One alternative is to produce cheap cars well within the pockets of the mainstream buyer.
Tata Motors, an Indian car manufacturer, unwrapped its much-anticipated $2,500 “people’s car” on Thursday– a four-wheel passenger vehicle which it hopes will provide a much-needed transportation option for the poor. Tata appropriately named the car Nano which means small. The Nano, considered the world’s least expensive four-wheel vehicle, is anticipated to hit the Indian market during the second half of this year.
Many are worried that the proliferation of cars in India could increase dramatically the emission of carbon dioxide, the leading culprit of global warming and climate change. Chief U.N. climate scientist Rajendra Pachauri, who shared last year’s Nobel Peace Prize with former U.S. Vice President Al Gore, said last month that he was “having nightmares” about the prospect of the low-cost car.
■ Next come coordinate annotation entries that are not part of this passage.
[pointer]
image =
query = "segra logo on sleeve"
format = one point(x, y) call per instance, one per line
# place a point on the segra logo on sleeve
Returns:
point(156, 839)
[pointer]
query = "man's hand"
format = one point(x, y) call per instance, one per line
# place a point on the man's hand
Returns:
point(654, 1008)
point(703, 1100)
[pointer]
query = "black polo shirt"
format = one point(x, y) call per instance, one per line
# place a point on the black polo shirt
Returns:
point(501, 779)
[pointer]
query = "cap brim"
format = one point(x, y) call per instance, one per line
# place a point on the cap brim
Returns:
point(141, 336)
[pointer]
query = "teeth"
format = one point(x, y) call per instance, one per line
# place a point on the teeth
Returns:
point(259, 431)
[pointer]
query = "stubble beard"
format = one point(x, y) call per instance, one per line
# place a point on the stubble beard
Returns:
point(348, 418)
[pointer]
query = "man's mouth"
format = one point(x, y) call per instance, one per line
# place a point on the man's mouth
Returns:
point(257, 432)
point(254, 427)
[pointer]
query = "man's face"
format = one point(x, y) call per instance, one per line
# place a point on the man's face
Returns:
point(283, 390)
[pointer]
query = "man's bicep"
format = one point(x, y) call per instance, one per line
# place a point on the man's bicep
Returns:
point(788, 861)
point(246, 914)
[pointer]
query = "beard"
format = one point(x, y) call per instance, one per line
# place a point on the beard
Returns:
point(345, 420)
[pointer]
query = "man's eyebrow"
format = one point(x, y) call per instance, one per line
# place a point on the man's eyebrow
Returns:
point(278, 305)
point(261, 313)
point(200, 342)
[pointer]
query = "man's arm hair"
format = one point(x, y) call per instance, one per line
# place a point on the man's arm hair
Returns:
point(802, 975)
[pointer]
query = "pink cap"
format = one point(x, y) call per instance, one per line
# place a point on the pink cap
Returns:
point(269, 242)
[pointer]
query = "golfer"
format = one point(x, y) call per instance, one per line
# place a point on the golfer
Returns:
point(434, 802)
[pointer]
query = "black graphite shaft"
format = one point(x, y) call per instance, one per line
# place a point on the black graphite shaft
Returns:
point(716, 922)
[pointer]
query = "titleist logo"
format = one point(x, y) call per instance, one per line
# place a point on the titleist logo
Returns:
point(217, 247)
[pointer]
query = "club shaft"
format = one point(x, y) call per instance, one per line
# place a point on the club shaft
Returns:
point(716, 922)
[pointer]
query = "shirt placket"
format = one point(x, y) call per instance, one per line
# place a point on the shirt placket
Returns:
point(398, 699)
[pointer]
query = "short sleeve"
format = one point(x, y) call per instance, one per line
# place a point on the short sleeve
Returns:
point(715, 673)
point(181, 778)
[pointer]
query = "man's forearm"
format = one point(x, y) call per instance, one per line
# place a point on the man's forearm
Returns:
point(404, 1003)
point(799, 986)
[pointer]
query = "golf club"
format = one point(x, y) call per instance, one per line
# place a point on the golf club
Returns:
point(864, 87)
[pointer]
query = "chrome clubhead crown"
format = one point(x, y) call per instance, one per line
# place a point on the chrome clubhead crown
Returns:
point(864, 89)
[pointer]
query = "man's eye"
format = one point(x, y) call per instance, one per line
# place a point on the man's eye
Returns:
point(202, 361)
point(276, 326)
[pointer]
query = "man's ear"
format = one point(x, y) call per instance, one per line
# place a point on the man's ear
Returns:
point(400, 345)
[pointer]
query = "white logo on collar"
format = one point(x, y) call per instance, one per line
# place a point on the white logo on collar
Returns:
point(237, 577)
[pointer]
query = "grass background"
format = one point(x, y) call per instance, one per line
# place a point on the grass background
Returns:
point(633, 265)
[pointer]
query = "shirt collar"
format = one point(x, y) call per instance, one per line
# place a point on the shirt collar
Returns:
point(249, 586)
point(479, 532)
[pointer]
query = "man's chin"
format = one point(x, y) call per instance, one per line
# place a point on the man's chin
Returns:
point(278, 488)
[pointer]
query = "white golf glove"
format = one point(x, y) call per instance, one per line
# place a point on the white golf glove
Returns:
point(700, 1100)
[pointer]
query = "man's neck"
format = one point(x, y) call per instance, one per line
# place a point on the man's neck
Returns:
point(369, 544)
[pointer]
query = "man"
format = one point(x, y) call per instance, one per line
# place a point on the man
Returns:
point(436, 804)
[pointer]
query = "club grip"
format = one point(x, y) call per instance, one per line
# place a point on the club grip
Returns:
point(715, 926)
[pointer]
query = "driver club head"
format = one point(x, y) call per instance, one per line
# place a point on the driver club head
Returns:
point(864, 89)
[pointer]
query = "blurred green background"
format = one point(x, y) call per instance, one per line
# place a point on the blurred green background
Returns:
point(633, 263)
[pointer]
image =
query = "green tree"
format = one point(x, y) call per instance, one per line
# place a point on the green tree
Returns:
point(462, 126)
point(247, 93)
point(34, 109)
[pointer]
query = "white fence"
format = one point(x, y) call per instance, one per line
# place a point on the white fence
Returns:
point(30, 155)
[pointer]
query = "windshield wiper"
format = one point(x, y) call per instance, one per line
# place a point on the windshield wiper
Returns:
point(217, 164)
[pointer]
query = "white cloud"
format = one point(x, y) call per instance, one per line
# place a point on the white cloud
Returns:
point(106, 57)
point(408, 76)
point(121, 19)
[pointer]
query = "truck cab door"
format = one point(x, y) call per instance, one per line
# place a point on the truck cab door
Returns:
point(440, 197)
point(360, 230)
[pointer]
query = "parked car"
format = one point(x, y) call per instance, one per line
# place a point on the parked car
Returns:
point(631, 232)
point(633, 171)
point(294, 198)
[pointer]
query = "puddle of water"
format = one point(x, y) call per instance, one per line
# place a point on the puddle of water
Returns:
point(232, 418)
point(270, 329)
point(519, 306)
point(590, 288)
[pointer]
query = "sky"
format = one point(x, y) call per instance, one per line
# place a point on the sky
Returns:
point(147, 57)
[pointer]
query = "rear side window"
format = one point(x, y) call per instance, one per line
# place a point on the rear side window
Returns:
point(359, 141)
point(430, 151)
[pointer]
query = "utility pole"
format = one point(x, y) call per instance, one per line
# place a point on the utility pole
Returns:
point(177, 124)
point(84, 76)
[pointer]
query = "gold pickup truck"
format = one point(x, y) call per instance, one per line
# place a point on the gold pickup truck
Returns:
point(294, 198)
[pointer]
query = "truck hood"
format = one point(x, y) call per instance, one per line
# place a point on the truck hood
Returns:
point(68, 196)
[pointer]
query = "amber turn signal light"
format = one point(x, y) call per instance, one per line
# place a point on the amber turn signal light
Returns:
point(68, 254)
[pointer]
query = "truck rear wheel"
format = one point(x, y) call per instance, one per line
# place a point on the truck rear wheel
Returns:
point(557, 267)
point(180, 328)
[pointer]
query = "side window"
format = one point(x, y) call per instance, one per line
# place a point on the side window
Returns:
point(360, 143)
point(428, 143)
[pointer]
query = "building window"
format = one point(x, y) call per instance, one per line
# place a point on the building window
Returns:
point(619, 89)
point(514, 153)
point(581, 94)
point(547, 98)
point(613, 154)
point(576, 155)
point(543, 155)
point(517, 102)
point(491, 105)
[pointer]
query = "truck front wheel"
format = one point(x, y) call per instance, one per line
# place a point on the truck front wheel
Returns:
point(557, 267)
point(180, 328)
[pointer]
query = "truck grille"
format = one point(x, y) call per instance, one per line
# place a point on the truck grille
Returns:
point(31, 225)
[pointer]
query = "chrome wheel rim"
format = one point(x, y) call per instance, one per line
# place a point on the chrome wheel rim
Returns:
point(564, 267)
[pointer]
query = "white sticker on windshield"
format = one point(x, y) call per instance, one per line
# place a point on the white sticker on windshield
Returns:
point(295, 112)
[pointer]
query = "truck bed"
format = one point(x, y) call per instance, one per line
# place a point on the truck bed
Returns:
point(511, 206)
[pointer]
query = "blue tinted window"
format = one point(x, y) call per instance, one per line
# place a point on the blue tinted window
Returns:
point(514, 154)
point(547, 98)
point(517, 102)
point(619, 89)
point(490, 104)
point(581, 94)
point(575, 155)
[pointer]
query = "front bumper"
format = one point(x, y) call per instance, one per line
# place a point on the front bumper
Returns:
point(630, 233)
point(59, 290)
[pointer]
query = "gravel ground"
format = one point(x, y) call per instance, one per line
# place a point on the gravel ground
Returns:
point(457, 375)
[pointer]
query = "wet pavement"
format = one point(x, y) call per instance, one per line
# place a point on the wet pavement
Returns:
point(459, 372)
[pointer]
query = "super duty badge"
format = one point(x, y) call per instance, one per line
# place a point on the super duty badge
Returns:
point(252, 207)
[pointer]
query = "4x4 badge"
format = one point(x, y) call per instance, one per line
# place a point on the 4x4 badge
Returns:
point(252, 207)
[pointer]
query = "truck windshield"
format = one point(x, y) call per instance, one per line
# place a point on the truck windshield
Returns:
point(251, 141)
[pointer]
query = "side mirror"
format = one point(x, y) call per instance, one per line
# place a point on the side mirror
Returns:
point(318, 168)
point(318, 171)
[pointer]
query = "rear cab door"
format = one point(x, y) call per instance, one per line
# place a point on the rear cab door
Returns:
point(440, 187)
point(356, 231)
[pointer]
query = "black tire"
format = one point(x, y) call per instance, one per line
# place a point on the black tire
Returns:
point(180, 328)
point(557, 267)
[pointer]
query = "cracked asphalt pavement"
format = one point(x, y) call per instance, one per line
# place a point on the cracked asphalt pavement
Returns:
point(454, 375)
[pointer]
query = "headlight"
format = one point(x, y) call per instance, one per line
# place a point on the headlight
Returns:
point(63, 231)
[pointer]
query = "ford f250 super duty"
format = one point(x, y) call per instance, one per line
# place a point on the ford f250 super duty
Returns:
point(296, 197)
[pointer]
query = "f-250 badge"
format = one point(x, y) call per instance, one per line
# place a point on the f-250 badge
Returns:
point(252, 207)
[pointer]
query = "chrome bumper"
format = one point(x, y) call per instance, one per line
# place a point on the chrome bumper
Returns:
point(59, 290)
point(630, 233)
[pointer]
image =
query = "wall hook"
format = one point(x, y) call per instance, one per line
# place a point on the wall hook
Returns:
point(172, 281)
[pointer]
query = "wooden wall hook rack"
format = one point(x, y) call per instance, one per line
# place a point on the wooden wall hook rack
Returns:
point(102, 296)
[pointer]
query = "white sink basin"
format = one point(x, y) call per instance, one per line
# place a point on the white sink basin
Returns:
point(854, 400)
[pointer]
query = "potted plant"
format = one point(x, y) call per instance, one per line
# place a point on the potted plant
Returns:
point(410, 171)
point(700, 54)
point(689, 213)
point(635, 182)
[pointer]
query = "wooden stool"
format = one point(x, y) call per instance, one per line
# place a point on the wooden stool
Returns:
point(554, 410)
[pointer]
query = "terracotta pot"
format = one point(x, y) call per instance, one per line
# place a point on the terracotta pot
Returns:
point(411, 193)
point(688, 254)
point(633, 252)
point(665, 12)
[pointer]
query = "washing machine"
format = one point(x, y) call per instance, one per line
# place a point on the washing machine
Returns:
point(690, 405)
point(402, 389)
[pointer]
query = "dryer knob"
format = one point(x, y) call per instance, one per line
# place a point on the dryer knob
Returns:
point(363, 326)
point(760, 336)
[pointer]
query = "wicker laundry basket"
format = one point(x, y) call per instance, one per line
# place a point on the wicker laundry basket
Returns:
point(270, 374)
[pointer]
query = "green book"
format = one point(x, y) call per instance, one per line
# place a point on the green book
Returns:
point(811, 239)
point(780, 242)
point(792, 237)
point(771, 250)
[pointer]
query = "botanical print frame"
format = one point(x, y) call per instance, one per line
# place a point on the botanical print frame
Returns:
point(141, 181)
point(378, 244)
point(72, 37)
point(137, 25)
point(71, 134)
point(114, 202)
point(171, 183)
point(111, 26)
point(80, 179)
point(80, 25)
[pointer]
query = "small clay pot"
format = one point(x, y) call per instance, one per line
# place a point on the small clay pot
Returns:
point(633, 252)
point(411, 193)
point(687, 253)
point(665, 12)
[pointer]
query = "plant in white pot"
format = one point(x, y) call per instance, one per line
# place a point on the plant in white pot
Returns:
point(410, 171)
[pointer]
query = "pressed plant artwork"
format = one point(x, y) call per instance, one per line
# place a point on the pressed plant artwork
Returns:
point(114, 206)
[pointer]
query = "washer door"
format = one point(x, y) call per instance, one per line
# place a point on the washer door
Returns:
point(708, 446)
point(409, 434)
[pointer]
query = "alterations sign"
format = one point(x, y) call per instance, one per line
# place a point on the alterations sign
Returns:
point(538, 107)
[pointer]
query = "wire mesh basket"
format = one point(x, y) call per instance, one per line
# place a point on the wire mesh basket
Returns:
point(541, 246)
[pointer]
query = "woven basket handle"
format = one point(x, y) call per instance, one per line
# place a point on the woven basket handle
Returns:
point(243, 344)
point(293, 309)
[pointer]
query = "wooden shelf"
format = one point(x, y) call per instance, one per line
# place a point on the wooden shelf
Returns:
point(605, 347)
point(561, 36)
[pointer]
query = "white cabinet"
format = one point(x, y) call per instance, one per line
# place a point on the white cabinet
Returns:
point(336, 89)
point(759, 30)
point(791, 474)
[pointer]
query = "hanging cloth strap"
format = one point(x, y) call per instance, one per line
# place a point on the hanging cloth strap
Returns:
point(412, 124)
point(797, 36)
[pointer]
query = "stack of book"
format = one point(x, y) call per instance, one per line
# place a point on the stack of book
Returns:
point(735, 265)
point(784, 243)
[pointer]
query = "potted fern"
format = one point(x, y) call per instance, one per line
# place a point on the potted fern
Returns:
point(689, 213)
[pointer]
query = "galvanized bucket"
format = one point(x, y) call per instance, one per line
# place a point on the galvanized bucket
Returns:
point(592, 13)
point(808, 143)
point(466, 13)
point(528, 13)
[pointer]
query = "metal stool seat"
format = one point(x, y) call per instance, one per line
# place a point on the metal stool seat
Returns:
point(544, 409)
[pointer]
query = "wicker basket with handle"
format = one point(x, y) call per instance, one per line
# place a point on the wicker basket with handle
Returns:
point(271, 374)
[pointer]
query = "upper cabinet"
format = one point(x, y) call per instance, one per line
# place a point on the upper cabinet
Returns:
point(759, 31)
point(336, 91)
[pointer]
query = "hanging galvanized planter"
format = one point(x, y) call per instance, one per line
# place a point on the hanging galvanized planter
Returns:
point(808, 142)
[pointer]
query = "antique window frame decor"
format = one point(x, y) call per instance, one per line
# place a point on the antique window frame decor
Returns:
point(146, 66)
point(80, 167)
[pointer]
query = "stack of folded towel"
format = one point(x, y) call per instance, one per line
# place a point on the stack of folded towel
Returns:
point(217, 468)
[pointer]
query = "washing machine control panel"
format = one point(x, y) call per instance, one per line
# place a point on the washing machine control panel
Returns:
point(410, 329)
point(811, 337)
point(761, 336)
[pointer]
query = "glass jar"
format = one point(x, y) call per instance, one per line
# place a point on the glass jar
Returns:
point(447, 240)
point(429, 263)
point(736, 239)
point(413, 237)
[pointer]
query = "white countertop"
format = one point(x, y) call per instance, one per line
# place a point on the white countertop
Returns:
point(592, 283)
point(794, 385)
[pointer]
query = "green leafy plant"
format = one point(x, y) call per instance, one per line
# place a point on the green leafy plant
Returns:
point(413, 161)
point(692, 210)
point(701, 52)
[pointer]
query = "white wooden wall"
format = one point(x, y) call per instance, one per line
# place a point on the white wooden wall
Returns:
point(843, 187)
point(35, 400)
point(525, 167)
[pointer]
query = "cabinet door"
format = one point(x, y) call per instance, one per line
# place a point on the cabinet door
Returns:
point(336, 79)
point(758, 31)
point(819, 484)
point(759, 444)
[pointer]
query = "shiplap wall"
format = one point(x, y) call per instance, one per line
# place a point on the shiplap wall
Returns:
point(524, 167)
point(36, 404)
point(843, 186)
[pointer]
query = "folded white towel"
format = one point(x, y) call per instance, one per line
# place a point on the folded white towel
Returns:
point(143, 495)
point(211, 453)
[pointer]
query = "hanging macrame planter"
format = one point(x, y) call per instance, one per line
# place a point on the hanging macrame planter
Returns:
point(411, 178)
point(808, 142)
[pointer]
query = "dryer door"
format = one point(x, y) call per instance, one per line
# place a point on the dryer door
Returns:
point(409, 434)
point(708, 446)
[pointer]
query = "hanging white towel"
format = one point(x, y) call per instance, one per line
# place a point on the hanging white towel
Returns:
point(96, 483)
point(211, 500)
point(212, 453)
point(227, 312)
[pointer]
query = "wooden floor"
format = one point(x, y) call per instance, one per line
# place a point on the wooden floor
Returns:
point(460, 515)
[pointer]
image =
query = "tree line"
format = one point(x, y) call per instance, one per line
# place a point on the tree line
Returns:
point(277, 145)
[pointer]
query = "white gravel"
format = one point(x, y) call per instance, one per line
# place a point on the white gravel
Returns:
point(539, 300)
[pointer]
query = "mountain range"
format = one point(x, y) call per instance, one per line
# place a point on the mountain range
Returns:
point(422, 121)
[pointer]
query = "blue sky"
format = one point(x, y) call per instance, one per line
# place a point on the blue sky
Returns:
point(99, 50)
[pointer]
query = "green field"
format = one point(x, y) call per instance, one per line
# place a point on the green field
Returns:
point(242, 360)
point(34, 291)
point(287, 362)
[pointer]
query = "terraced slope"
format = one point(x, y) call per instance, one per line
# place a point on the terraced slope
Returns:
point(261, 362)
Associated Press reported that in 2005, Indian vehicles released 219 million tons of carbon dioxide. By 2035, that number is projected to increase to 1,467 million tons, due largely to the expanding middle-class and the expected rise of low-cost cars, according to the Asian Development Bank. This explains the U.N. scientist’s “nightmares”. “The cheaper and cheaper vehicles become, the quicker those pollution levels will increase,” commented Jamie Leather, a transport specialist with the Asian Development Bank. “It’s a major concern.”
Instead of manufacturing carbon dioxide emitting vehicles, couldn’t they design cheap electric cars within the pockets of the poor people? If that is not feasible at this moment, how about designing special lanes for bicycles similar to those used in Amsterdam? Let’s think about it. We have to stop the excessive emission of greenhouse gases.